The airline has projected an additional financial burden of between $30 million and $40 million for the latter half of the 2025-2026 financial year due to fuel expenses. Consequently, Virgin Australia plans to reduce its domestic flight capacity by 1% over the upcoming three months, while aiming to boost revenue per seat from 3-4% to 5%.
The volatility in jet fuel prices has been particularly concerning, with expenses more than doubling since late February 2026. In response, Virgin intends to utilise hedging strategies to manage these fluctuations, while also implementing fare increases and adjusting flight capacities as necessary.
Qantas has simultaneously reduced its domestic capacity by 5%, anticipating fuel costs between $3.1 billion and $3.3 billion for the second half of the financial year.

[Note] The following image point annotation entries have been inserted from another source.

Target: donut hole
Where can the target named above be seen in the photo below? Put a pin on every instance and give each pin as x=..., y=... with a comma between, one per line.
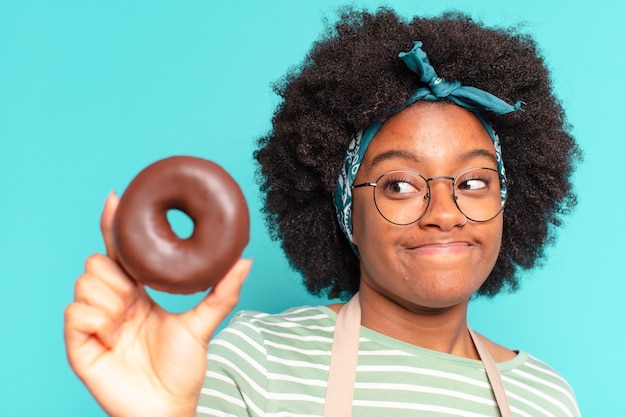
x=181, y=224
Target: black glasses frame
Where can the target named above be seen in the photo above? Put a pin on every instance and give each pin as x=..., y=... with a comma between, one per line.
x=427, y=195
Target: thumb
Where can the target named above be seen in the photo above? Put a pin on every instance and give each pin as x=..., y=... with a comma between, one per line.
x=203, y=319
x=106, y=223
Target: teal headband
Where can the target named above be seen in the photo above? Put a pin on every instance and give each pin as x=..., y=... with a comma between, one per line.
x=435, y=89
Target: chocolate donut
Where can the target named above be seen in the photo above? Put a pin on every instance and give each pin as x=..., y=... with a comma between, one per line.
x=147, y=247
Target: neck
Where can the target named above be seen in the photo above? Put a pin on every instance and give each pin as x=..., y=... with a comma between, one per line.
x=440, y=329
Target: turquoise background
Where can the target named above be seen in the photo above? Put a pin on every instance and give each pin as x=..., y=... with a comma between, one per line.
x=93, y=91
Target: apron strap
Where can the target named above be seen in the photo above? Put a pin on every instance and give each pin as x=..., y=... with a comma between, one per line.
x=493, y=374
x=345, y=355
x=343, y=360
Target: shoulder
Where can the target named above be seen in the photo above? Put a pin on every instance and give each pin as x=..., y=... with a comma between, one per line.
x=539, y=385
x=299, y=323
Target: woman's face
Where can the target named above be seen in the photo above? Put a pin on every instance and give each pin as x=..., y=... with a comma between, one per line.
x=436, y=262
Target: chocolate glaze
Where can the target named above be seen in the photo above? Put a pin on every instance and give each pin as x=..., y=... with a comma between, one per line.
x=148, y=249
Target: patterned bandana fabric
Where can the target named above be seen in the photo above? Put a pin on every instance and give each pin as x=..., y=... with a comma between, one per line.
x=435, y=88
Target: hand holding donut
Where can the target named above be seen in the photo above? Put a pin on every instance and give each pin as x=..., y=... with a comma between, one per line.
x=134, y=357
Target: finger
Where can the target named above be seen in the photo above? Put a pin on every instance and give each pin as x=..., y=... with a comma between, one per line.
x=88, y=332
x=223, y=298
x=106, y=223
x=110, y=274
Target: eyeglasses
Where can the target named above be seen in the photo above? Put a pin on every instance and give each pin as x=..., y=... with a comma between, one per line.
x=402, y=197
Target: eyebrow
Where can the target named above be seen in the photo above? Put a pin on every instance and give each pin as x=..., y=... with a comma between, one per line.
x=409, y=156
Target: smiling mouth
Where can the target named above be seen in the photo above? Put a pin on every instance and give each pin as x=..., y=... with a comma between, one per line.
x=447, y=248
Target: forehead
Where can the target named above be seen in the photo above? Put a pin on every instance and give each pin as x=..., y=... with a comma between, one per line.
x=433, y=134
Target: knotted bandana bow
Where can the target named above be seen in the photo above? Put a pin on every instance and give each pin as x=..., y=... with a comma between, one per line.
x=435, y=89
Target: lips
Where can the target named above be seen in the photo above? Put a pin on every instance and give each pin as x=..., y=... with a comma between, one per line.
x=442, y=248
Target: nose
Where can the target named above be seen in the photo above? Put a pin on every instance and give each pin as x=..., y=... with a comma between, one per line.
x=442, y=211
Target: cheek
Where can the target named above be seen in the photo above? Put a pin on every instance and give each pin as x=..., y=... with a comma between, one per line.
x=366, y=227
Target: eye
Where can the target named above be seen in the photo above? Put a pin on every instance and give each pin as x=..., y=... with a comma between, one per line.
x=474, y=184
x=401, y=186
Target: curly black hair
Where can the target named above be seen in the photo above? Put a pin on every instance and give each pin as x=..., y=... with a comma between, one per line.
x=352, y=77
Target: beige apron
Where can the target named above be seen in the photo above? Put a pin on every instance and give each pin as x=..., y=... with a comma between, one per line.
x=344, y=357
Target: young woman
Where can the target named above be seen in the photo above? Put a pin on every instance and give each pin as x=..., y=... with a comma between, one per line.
x=414, y=164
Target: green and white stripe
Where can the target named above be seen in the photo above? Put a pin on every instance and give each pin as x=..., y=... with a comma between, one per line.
x=277, y=365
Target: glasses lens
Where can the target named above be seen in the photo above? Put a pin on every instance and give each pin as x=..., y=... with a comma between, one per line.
x=401, y=196
x=478, y=194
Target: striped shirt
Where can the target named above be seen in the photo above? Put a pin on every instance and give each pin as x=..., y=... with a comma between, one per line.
x=277, y=366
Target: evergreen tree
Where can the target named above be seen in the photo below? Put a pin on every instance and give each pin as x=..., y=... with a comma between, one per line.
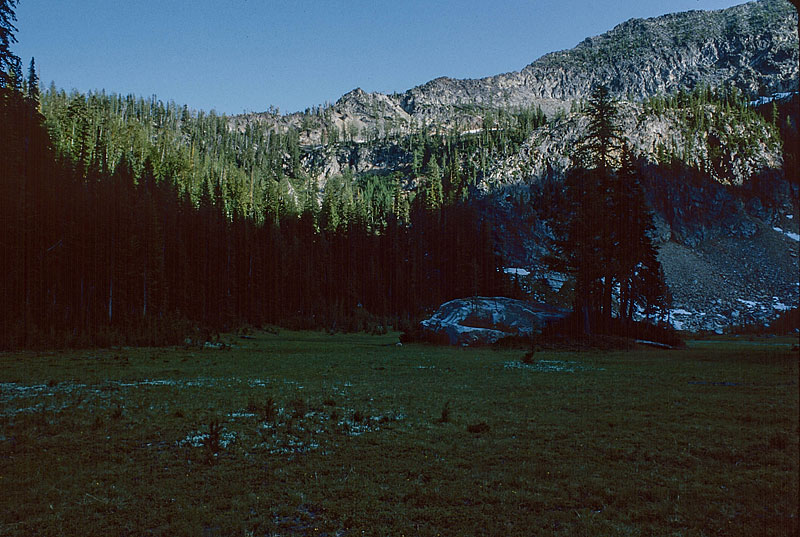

The airline indicated that soaring refinery costs, which rose from $20 to $120 per barrel of crude oil, would result in a financial hit of approximately $500 million to $800 million.
To address these challenges, Qantas has reassured stakeholders that it is actively collaborating with both the government and jet fuel suppliers, who maintain confidence in future fuel supplies through April and May. The airline is closely monitoring the evolving global fuel supply situation, particularly in light of ongoing uncertainties stemming from international conflicts.
A recent report from Morningstar DBRS highlights that Australian airlines are particularly vulnerable to these developments. Analysts note that airlines employing robust fuel hedging strategies may fare better initially; however, any prolonged global fuel shortages could leave many carriers exposed. The ongoing conflict in the Middle East, coupled with export limitations from major suppliers like China, raises the potential for significant physical jet fuel shortages, particularly affecting airlines reliant on these imports.
In summary, with fuel costs soaring and international supply chains facing disruptions, Virgin Australia and Qantas are adapting by cutting flights and raising ticket prices to manage financial strain. The current climate necessitates cautious navigation of the volatile fuel market for airlines in Australia and beyond.